King Missile singles chronology
| "Martin Scorsese" (1993) | "Love Is..." (1994) | "America Kicks Ass" (2004) |

= Love Is... (song) =

"Love Is..." is a song by avant-garde band King Missile. It was the only single from the band's 1994 album King Missile.

==Content==
In "Love Is...," a dirge-like track with elements of doom metal, frontman John S. Hall dryly recites several examples of what love is ("beautiful / Like birds that sing") and is not ("ugly / Like rats / In a puddle of vomit"). The chorus consists of Hall ominously chanting, "Love is beautiful."

==Maxi-single==
The "Love Is..." maxi-single was intended for promotional use only, and not supposed to be sold; nonetheless, copies are sometimes available in "used" sections of record stores, because some people who received the maxi-single sold it anyway.

===Track listing===
All lyrics by Hall. All music by Roger Murdock, Dave Rick, and Chris Xefos.
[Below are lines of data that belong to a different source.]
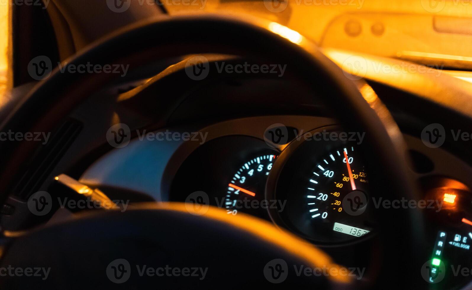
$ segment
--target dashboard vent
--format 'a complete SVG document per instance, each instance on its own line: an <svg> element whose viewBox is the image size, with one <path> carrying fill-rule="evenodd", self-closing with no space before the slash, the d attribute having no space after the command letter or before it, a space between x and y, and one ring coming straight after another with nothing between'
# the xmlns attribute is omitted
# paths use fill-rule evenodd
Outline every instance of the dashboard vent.
<svg viewBox="0 0 472 290"><path fill-rule="evenodd" d="M13 189L13 195L26 200L38 191L82 129L82 123L69 119L52 133L49 141L32 158L31 163Z"/></svg>

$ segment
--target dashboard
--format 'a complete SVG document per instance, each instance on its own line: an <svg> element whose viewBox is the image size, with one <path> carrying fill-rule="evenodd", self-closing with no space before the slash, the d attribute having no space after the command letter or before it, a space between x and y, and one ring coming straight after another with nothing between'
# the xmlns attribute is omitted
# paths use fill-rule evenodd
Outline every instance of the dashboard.
<svg viewBox="0 0 472 290"><path fill-rule="evenodd" d="M123 62L119 78L56 70L18 93L4 130L51 138L0 144L3 264L67 255L84 272L46 282L78 288L116 283L123 259L209 263L205 283L274 283L281 260L354 274L295 267L304 287L472 288L472 83L251 19L143 21L66 65Z"/></svg>
<svg viewBox="0 0 472 290"><path fill-rule="evenodd" d="M425 269L430 271L423 278L433 285L468 282L456 271L458 265L472 267L472 169L425 146L420 136L404 137L413 161L409 174L421 181L422 198L392 200L370 188L382 177L365 161L362 133L344 132L329 118L259 116L160 132L199 137L131 140L93 164L80 181L262 218L321 247L337 263L366 268L357 277L364 283L375 274L377 234L388 226L378 223L378 211L391 210L395 222L395 209L417 207L427 217Z"/></svg>

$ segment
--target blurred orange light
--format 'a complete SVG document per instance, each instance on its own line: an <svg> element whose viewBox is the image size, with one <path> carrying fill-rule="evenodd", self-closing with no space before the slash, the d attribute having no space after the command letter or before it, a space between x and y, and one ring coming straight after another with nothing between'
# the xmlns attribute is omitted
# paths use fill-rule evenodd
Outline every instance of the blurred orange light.
<svg viewBox="0 0 472 290"><path fill-rule="evenodd" d="M451 194L450 193L445 193L444 194L444 201L447 203L449 203L450 204L454 204L455 201L455 197L457 196L455 194Z"/></svg>
<svg viewBox="0 0 472 290"><path fill-rule="evenodd" d="M269 25L269 29L274 33L287 38L294 43L298 44L302 42L302 37L301 34L277 22L271 22Z"/></svg>

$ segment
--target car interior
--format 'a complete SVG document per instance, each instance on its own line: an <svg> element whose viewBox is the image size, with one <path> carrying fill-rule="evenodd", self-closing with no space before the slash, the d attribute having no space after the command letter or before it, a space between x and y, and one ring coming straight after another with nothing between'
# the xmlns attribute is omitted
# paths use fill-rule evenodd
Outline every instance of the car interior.
<svg viewBox="0 0 472 290"><path fill-rule="evenodd" d="M472 289L469 1L0 2L0 288Z"/></svg>

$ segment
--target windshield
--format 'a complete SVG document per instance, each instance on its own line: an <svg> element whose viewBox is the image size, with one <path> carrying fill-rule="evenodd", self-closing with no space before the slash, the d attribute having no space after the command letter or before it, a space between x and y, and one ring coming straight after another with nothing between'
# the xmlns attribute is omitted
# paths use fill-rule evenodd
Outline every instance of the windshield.
<svg viewBox="0 0 472 290"><path fill-rule="evenodd" d="M321 47L472 68L470 0L163 0L171 15L250 14L298 31Z"/></svg>

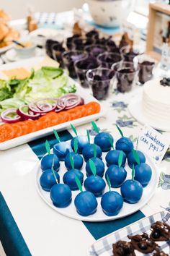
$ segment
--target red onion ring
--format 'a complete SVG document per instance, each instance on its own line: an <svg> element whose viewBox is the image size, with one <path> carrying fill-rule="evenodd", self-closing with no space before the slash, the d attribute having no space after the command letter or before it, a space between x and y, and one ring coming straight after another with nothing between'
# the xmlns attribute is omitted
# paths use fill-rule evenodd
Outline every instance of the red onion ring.
<svg viewBox="0 0 170 256"><path fill-rule="evenodd" d="M22 110L23 108L27 108L27 113L23 111L23 110ZM20 116L24 120L27 120L27 119L36 120L40 116L40 114L35 114L34 112L30 111L28 105L24 105L24 106L22 106L22 107L19 108L17 110L17 113L19 116Z"/></svg>
<svg viewBox="0 0 170 256"><path fill-rule="evenodd" d="M8 116L9 114L14 114L15 116L14 117ZM1 118L4 123L7 124L13 124L22 121L22 117L17 114L16 108L9 108L1 112Z"/></svg>
<svg viewBox="0 0 170 256"><path fill-rule="evenodd" d="M46 114L54 111L57 108L57 103L54 105L50 103L44 102L47 101L55 101L53 98L45 98L43 100L36 101L29 104L29 108L35 114ZM48 108L46 108L48 106ZM46 109L45 109L46 108ZM48 109L47 109L48 108Z"/></svg>
<svg viewBox="0 0 170 256"><path fill-rule="evenodd" d="M71 109L84 103L82 98L76 93L68 93L66 95L61 97L61 99L65 103L66 110Z"/></svg>

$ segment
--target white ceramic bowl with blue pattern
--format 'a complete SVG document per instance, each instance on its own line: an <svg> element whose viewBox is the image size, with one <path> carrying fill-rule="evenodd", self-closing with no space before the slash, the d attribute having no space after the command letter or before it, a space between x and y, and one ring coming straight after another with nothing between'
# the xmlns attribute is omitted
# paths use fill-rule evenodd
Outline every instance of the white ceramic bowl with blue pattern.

1. "Love Is..." [clean version] – 3:38
  - This "clean" version is identical to the album version except for the partial muting of a word that the King Missile liner notes claim is "shipload" but may actually be "shitload." (According to Hall, "on the [King Missile] lyric sheet we [the band] submitted to Atlantic, we changed all the curse words to acceptable words, figuring nobody would listen to the record, and we [would] get away with not having a warning label. This actually worked!")
2. "These People" – 4:26
  - This track also appears on King Missile.
3. "Lost Land" – 4:32
  - This track appears exclusively on the maxi-single.
4. "What If" [alternate version] – 2:24
  - This track, which appears exclusively on the maxi-single, differs from the King Missile version of "What If" in that the lyrics are spoken throughout rather than both spoken and sung.
5. "Love Is..." [album version] – 3:38

==Music video==
The video for "Love Is..." was directed by Richard Kern. The video contrasts shots of the band performing in a white room with shots of a dark, sordid party at which attendees engage in heterosexual, homosexual, interracial and zoophilic partnerships.

MTV refused to air the video. Hall believes this rejection was motivated by the shots of multi-instrumentalist Xefos kissing another man.